![DLI Logo](../assets/DLI_Header.png)

# Introduction

In this module, you will learn how to think about machine learning problems and attacks as **optimizations** and we'll introduce a new tool: [Optuna](https://optuna.org/).

## Learning Objectives:
1. Apply `Optuna` to optimize attack hyperparameters

# Optimize
We've reached a crucial milestone and we're about to come full circle on a whole load of concepts. We ended the previous section lamenting that there are entirely too many techniques to know which is best. Even if you knew which algorithm was best for your situation, there are _still_ hyperparameters to choose. We've conveniently hand-waved explaining hyperparameters in any real detail in anticipation of this lab. Rather than optimize a model (for which there are several references), we're going to optimize our attacks using Optuna.

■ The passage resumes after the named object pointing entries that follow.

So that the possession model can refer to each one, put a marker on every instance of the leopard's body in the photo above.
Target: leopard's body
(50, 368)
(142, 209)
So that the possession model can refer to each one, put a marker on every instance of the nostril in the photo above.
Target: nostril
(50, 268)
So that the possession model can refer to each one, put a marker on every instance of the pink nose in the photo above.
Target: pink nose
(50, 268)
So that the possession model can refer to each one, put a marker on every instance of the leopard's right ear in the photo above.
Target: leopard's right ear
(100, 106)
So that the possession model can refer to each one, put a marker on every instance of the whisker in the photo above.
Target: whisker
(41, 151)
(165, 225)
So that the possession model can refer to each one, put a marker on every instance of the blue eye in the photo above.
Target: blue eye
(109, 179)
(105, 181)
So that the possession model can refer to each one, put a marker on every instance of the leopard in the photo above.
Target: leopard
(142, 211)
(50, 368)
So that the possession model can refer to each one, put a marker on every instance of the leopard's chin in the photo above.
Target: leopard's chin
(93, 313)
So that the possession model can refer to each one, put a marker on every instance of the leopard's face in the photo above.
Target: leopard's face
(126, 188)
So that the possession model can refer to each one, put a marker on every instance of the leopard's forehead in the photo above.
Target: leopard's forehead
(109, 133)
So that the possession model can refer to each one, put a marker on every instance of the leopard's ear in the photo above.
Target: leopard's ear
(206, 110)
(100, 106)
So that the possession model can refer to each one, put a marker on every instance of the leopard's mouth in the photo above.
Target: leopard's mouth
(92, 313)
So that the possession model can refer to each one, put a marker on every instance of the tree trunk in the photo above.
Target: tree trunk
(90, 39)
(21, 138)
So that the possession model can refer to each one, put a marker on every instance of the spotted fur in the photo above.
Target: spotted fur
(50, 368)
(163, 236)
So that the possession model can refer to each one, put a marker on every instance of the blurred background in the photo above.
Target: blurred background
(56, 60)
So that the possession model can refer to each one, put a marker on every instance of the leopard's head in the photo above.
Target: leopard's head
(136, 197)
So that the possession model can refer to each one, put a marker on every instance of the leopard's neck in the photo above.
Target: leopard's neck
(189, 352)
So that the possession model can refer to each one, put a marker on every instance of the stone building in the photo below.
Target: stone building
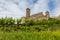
(37, 16)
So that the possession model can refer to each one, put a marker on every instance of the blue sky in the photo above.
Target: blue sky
(17, 8)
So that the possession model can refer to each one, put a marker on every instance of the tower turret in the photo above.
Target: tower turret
(27, 12)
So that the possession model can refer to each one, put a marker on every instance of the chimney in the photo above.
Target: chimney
(27, 12)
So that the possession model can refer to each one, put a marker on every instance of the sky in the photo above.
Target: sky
(17, 8)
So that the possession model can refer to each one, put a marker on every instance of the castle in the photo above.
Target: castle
(37, 16)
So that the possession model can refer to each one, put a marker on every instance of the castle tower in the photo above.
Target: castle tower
(47, 15)
(27, 12)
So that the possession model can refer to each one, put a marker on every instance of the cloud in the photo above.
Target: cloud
(40, 6)
(16, 8)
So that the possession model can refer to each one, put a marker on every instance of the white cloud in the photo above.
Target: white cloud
(40, 6)
(56, 11)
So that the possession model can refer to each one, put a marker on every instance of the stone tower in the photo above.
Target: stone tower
(27, 13)
(47, 15)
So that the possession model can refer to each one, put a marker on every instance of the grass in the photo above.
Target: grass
(19, 35)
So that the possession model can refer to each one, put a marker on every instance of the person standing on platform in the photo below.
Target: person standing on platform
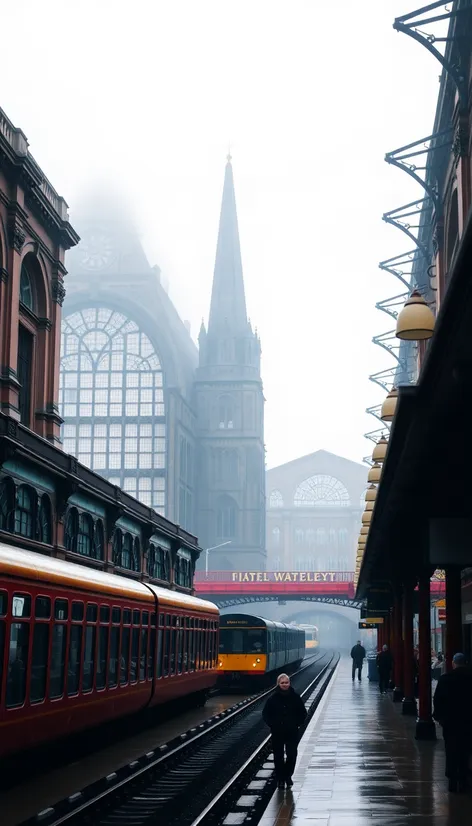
(453, 711)
(358, 657)
(284, 712)
(384, 666)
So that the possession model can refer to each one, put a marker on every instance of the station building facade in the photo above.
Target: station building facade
(50, 502)
(179, 428)
(314, 506)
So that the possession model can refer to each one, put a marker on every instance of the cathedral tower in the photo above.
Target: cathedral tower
(230, 413)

Optuna is an open-source hyperparameter optimization (HPO) framework, which is designed to optimize machine learning model parameters. It's normally used to automate the process of finding the best set of hyperparameters for a model. Recall that hypterparameters are typically the "fixed" values of an algorithm that define behavior or constraints (like a distance metric) it needs to work within. Optuna basically builds another model using Bayesian optimization techniques to infer the optimal values.

1. **Define a Prior**: This is an initial assumption about the function. 
2. **Collect Data and Update the Prior**: This involves evaluating the actual function at certain points, and then using this data to update our prior belief about the function. This updated belief is called the posterior, and it represents a kind of best guess at what the function looks like, given the current data.
3. **Choose the Next Point to Evaluate**: After updating the posterior, we need to decide where to evaluate the function next. This is done by applying an acquisition function to the posterior. The acquisition function trades off exploration (testing areas where we are uncertain about the function) and exploitation (focusing on areas where the function seems high). Common choices for the acquisition function include `Expected Improvement`, `Probability of Improvement`, and `Upper Confidence Bound`.
4. **Iterate**: Steps 2 and 3 are then repeated.

The goal of using Optuna (and HPO in general) is to find the set of hyperparameters that will result in the best performance for a given machine learning model, based on a specified evaluation metric. This process involves defining a space of possible hyperparameters and then systematically exploring this space, typically through multiple `trials`. An advantage of Bayesian Optimization is that it doesn't require any derivatives (gradients) of the function, which makes it suitable for optimizing "Blackbox" functions. It's perhaps best to think of Optuna as an optimizer of processes, rather than data. 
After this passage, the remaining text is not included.